En la novela leo: “en el vestíbulo de este hotel moribundo, las palmeras se quiebran y reflejan sus hojas inmóviles en los espejos de marcos dorados”, una bella construcción, a mi juicio, en la que hay dos endecasílabos de los que yo llamo perdidos: las palmeras se quiebran y reflejan, y en los espejos de marcos dorados, más musical el primero (los escribo en cursivas; el mérito aquí es en buena parte de la traductora). En una futura entrada del blog me gustaría decir algo sobre los distintos tipos de endecasílabos, un aspecto quizá no conocido por todos.

Por supuesto, no se trata de escribir las novelas en verso. De hecho, si un autor estuviera muy pendiente de la sonoridad de sus párrafos, arruinaría probablemente su tarea. Lo que ocurre es que hay escritores que tienen el don de hacer una prosa brillante, sin proponérselo, de forma natural y espontánea. Hay bastantes pasajes así en Justine: “los resplandores del poniente se reflejaban en un jade amarillo” o “un viento de la noche que venía de los confines de Asia” o “el magnífico animal bicéfalo que puede ser un matrimonio”. También son notables en Durrell los conceptos, las citas o los ámbitos culturales a los que remite. En mi entender, si se lee un libro que no tenga estas virtudes, no se está leyendo literatura, una de las bellas artes.
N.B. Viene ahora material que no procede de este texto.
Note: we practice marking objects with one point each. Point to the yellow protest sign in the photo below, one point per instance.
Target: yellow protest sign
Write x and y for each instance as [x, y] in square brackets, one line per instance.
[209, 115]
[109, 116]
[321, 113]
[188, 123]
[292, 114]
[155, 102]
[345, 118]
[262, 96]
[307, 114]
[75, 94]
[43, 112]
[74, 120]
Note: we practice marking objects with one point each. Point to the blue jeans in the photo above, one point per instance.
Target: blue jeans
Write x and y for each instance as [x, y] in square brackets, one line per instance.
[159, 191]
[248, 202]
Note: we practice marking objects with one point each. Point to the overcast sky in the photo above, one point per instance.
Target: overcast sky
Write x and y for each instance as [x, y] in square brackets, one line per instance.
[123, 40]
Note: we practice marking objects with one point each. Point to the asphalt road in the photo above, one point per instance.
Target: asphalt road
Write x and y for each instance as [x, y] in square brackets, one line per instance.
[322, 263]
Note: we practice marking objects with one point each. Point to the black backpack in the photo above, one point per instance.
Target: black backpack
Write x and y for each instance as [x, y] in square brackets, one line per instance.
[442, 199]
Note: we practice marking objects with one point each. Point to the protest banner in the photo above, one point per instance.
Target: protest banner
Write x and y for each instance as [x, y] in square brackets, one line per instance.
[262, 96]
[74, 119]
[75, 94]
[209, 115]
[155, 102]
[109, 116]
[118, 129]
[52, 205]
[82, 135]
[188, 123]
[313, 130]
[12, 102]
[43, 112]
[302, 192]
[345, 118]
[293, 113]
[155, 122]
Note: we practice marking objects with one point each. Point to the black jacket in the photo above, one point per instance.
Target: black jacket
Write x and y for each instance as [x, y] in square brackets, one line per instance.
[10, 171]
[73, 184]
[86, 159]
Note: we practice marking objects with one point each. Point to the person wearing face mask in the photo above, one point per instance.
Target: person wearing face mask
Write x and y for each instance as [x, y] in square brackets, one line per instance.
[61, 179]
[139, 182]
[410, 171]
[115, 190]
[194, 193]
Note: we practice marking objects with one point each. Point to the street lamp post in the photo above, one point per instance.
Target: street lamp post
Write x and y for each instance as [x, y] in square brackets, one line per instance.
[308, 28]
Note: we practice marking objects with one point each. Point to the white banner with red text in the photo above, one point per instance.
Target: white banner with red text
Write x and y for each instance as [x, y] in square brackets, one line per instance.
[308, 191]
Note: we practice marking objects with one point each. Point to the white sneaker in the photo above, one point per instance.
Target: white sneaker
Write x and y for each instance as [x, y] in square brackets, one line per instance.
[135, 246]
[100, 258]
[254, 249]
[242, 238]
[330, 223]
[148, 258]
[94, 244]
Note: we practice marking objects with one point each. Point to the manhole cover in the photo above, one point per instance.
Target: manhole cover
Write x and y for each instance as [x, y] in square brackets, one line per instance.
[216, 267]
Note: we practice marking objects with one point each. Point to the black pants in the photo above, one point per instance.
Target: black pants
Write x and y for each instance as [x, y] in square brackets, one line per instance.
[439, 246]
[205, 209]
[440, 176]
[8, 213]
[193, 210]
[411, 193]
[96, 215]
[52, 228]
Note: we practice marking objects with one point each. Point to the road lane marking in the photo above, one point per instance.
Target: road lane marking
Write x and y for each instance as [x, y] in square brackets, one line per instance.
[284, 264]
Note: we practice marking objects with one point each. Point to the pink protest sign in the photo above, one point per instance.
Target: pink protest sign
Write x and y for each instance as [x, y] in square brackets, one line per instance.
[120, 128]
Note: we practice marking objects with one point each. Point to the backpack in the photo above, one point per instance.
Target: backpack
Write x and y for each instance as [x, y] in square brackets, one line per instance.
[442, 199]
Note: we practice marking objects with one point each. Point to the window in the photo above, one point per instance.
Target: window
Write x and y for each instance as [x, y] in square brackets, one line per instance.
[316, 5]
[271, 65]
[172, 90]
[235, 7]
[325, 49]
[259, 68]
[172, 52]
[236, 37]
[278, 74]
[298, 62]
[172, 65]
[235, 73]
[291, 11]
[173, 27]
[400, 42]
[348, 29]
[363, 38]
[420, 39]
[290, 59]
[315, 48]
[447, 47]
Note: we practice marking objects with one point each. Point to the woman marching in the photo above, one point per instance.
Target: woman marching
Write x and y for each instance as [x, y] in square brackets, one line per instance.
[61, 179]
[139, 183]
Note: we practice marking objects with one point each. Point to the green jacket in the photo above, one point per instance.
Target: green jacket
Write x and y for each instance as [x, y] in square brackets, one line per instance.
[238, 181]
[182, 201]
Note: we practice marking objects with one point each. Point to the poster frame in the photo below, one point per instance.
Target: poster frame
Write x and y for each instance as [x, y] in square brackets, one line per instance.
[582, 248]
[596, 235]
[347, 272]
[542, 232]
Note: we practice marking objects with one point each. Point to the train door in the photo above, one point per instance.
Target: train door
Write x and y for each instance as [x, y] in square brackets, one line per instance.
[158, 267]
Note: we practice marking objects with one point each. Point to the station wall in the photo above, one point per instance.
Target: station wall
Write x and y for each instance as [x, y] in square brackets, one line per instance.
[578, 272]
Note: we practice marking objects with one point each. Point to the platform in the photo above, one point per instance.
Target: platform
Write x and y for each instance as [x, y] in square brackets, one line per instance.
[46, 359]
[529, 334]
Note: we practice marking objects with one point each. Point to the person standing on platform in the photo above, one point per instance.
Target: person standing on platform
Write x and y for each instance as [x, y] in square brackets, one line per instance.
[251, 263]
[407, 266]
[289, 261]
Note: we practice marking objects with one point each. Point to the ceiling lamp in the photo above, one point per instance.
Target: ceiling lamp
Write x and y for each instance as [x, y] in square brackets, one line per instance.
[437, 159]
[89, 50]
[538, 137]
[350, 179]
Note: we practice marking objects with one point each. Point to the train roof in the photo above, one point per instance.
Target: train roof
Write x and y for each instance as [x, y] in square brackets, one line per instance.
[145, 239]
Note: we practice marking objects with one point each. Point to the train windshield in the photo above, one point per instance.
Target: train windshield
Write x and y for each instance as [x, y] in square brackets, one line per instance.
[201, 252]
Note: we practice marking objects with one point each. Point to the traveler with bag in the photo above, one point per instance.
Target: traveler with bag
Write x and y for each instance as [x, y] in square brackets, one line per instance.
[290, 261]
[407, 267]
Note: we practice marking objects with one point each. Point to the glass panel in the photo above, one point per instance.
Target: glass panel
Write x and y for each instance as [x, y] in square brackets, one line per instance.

Será algo que pueda distraer, que sirva para matar el tiempo —tal vez la expresión, la actitud, más estúpida que conozco—, pero que no es literatura, buena literatura.

Una de esas citas en la novela —omnis ardentior amator propriae uxoris adulter est— la hace el médico Balthazar, sin mencionar el autor. Es de Petrus Lombardus, un teólogo romano del siglo XII, que traduzco de manera libre: “amar ardientemente a la propia esposa también es adulterio”. Los casados de unos cuantos años se sorprenderán de esta reflexión del teólogo y valorarán altamente y con toda justicia su incontrolada imaginación.

También se mencionan en la novela los caballi, término que en los trabajos de Paracelso designa los cuerpos astrales de los hombres muertos de forma prematura. Y se menciona brevemente la doctrina gnóstica de la creación. En fin, llamadas o referencias frecuentes a elementos de la historia cultural de la humanidad, que son consustanciales a la obra literaria. Me refiero a la literatura de autor, a la que debiera ser premiada y promocionada en cualquier sociedad verdaderamente culta.